DOCCS is an accredited member of the National Commission on Correctional Health and is required to adhere by the commission and American Public Health Association treatment standards.

“The department provides the community standard of medical care for all incarcerated individuals,” Mailey said in a statement. “All DOCCS facilities have medical staff on site and individuals have access to medical services on a daily basis through the facility’s sick call procedure. For the chronic or terminally ill, DOCCS provides specialized Regional Medical Units (RMUs) in selected facilities across the state.

“When medically necessary, individuals may be transported to a community hospital for emergency treatment or other medical services. DOCCS has agreements with health care providers and specialists at major hospitals across the state, as well as agreements with several smaller hospitals in close proximity to its facilities to ensure the medical needs of incarcerated individuals are met. If more extensive care is necessary, the incarcerated individual may be moved to another hospital which can provide the additional services.”

The department regularly collaborates with the state Health Department about medical care within the state’s incarcerated population, according to Mailey, but the Health Department does not oversee or regulate New York prison hospitals, except for medical treatments relating to infectious diseases such as tuberculosis, hepatitis C, HIV/AIDS and COVID-19.

DOCCS’ medical administration can create, amend or rescind its own rules. The department commissioner and central office executive staff or the Board of Parole chair must sign off on new or amended health directives.

The former prison doctor opposed the MWAP policy since its inception, which Salvana said violated basic medical standards and quality of care requirements causing the needless infliction of pain and suffering to incarcerated patients in violation of the U.S. Constitution.

“I did all that I did and to no avail,” he said. “You’re out there yelling in the wilderness. No matter what I did and opposed and gave out examples of the problems that it created, I got no where.”

The alleged retaliation Salvana endured would violate state Labor and Civil Service laws and the New York and United States constitutions.

Former Regional Medical Director Dr. David Dinello drafted the policy. Dinello has a limited license to practice medicine after the state Health Department Board of Professional Medical Conduct in 2010 charged him with three counts of failing to adequately evaluate emergency room patients before discharge, according to the lawsuit.

He was later hired by DOCCS as a regional medical director.

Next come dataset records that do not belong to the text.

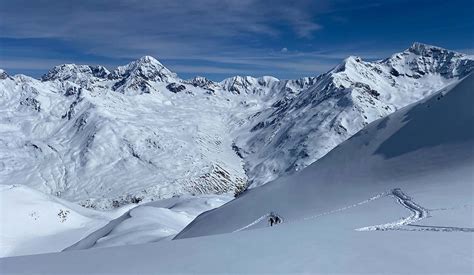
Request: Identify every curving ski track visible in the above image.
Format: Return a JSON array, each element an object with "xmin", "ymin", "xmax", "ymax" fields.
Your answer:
[{"xmin": 233, "ymin": 188, "xmax": 474, "ymax": 235}]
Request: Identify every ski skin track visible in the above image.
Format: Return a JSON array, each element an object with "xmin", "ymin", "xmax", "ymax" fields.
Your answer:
[{"xmin": 232, "ymin": 188, "xmax": 474, "ymax": 233}]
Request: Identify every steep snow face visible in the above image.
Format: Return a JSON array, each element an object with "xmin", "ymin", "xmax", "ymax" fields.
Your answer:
[
  {"xmin": 236, "ymin": 43, "xmax": 474, "ymax": 186},
  {"xmin": 0, "ymin": 44, "xmax": 473, "ymax": 208},
  {"xmin": 177, "ymin": 75, "xmax": 474, "ymax": 239},
  {"xmin": 0, "ymin": 69, "xmax": 246, "ymax": 208}
]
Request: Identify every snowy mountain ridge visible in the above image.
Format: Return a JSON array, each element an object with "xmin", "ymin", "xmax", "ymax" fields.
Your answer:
[{"xmin": 0, "ymin": 43, "xmax": 474, "ymax": 208}]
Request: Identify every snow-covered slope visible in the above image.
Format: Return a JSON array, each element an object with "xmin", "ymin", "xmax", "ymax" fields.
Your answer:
[
  {"xmin": 0, "ymin": 70, "xmax": 474, "ymax": 274},
  {"xmin": 236, "ymin": 43, "xmax": 474, "ymax": 186},
  {"xmin": 0, "ymin": 63, "xmax": 246, "ymax": 208},
  {"xmin": 0, "ymin": 43, "xmax": 474, "ymax": 209},
  {"xmin": 0, "ymin": 185, "xmax": 123, "ymax": 257},
  {"xmin": 177, "ymin": 75, "xmax": 474, "ymax": 239}
]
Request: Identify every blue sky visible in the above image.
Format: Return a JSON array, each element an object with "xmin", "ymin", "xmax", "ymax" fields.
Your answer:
[{"xmin": 0, "ymin": 0, "xmax": 474, "ymax": 80}]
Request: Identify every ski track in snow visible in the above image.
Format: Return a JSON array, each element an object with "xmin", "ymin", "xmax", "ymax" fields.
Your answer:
[{"xmin": 233, "ymin": 188, "xmax": 474, "ymax": 233}]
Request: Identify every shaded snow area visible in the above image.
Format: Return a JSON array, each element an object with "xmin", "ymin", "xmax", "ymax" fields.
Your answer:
[
  {"xmin": 0, "ymin": 68, "xmax": 474, "ymax": 274},
  {"xmin": 0, "ymin": 185, "xmax": 231, "ymax": 257}
]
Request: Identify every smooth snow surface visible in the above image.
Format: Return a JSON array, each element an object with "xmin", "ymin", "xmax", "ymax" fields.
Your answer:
[
  {"xmin": 0, "ymin": 185, "xmax": 232, "ymax": 257},
  {"xmin": 0, "ymin": 70, "xmax": 474, "ymax": 274},
  {"xmin": 177, "ymin": 76, "xmax": 474, "ymax": 238}
]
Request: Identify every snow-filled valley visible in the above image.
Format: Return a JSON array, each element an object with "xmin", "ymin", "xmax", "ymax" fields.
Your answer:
[
  {"xmin": 0, "ymin": 43, "xmax": 474, "ymax": 274},
  {"xmin": 0, "ymin": 57, "xmax": 474, "ymax": 274}
]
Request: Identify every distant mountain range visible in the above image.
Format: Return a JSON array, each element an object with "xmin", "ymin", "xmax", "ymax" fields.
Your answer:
[{"xmin": 0, "ymin": 43, "xmax": 474, "ymax": 209}]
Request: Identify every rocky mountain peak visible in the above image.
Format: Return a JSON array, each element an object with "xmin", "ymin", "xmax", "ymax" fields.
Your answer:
[{"xmin": 110, "ymin": 55, "xmax": 177, "ymax": 82}]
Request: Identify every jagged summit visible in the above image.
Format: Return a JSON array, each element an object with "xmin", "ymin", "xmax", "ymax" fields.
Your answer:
[
  {"xmin": 185, "ymin": 76, "xmax": 219, "ymax": 91},
  {"xmin": 407, "ymin": 42, "xmax": 455, "ymax": 55},
  {"xmin": 41, "ymin": 64, "xmax": 110, "ymax": 81},
  {"xmin": 219, "ymin": 75, "xmax": 279, "ymax": 94},
  {"xmin": 110, "ymin": 55, "xmax": 177, "ymax": 82}
]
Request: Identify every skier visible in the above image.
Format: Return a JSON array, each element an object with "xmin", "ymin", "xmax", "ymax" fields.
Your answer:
[{"xmin": 268, "ymin": 216, "xmax": 275, "ymax": 226}]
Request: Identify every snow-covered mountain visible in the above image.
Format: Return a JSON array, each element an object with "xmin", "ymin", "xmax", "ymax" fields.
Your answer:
[
  {"xmin": 176, "ymin": 75, "xmax": 474, "ymax": 239},
  {"xmin": 0, "ymin": 43, "xmax": 474, "ymax": 208},
  {"xmin": 0, "ymin": 68, "xmax": 474, "ymax": 274}
]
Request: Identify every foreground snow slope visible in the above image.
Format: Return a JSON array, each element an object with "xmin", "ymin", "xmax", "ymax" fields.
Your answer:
[
  {"xmin": 0, "ymin": 185, "xmax": 232, "ymax": 257},
  {"xmin": 0, "ymin": 76, "xmax": 474, "ymax": 274},
  {"xmin": 177, "ymin": 75, "xmax": 474, "ymax": 238},
  {"xmin": 0, "ymin": 185, "xmax": 125, "ymax": 257}
]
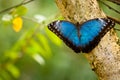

DOCCS former Deputy Commissioner and Chief Medical Officer Carl Koenigsmann, a defendant named in Salvana’s suit, signed off on the initial directive in late 2016 to create the MWAP policy.

“This was not something that would be tolerated anywhere else,” Salvana said. “...There almost was a tone of discriminating against these people because they are inmates. Many of them come from certain groups of people ... and you can’t stigmatize a whole population. You can’t limit the practice of medicine to a one-page policy and hope a guy a hundred miles away is going to make the right decision.”

Dinello is a defendant in the suit, but Salvana’s attorneys have not been able to confirm the papers have been served to the former state prison medical director. The suit filing was extended to mid-August.

A preliminary conference with a judge is expected in early October.

Salvana continues to privately practice medicine in Onondoga County.

Walsh Regional Medical Unit provides on-site physician specialty consultation services for hubs in Oneida, Watertown and Elmira.

DOCCS is responsible for the medical care of all incarcerated people in its custody.

As of July 23, 2021, the total incarcerated population in state correctional facilities is 32,050, up from 31,417 people as of April 30, according to Mailey on Friday.

The state’s incarcerated population is at its lowest level in 37 years, with a reduction of more than 12,200 people since Jan. 1, 2020, according to DOCCS.